La sculptrice Germaine Richier ressuscite sur le marché
Décédée en 1959 à l’âge de 55 ans, Germaine Richier a tout d’une pionnière. Première sculptrice française à recevoir le prix Blumenthal, en 1936, elle sera aussi la première artiste féminine vivante exposée au Musée national d’art moderne. Dentelée, percée, fracturée, sa statuaire torturée dévore le vide et épouse les drames du siècle. Son histoire pourrait cependant être celle de l’effacement, malgré l’intérêt constant d’une poignée de marchands français, comme Jacques de la Béraudière, désormais installé à Bruxelles.
« Le marché de Germaine Richier s’est développé à la fois lentement et régulièrement au cours des trente dernières années, résume Paul Nyzam, directeur du département art après-guerre chez Christie’s France. C’est une force car elle révèle que ce marché n’est ni spéculatif ni artificiel. Pour faire simple : c’est un marché pour les vrais collectionneurs. » » Mais, ajoute le spécialiste, c’est aussi une faiblesse car un décollage plus fort et plus spectaculaire aurait mieux mis en lumière son travail et contribué à faire venir de nouveaux acteurs sur ce marché. » Précédant de trois semaines la monographie qui lui est consacrée par le Centre Pompidou depuis le 1euh mars, les galeries Clavé Fine Art et Dina Vierny lui rendent simultanément hommage jusqu’au 22 avril.

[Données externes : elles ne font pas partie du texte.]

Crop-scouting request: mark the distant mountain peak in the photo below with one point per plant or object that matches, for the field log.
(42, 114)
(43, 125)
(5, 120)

Dans l’atelier de Bourdelle, Germaine Richier côtoie le sculpteur suisse Alberto Giacometti (1901-1966) en 1926-1927, auquel elle a trop souvent été comparée. Leurs méthodes sont cependant aux antipodes, l’une opérant par soustraction de matière, l’autre par agrégat. Germaine Richier invente pendant la guerre, qu’elle passe en Suisse, une sculpture qui rompt l’équilibre, peuplée d’êtres hybrides, femme-insecte, homme-forêt, préfigurant l’œuvre de Louise Bourgeois (1911-2010) ou d’Eugène Dodeigne (1923- 2015), sculpteur silencieux du Nord, récemment exposé à la galerie Christophe Gaillard.
Des prix qui restent bas
César (1921-1998), son cadet de près de vingt ans, a pour lui une admiration totale. A des décennies d’écart, leurs trajectoires posthumes les rapprochent. Dans les deux cas, une succession compliquée a mis leur marché sous cloche. Lorsque l’historienne Valérie Da Costa publie une monographie sur Germaine Richier aux éditions Norma en 2000, les héritiers du sculpteur refusent d’autoriser la reproduction des images.
La postérité de César sera accablée par la longue guerre de succession entre sa femme et le dernier compagnon du sculpteur. Après douze ans de procédure, chacun a fini par mettre de l’eau dans son vin pour assurer une cohérence dans la diffusion de l’œuvre de l’artiste.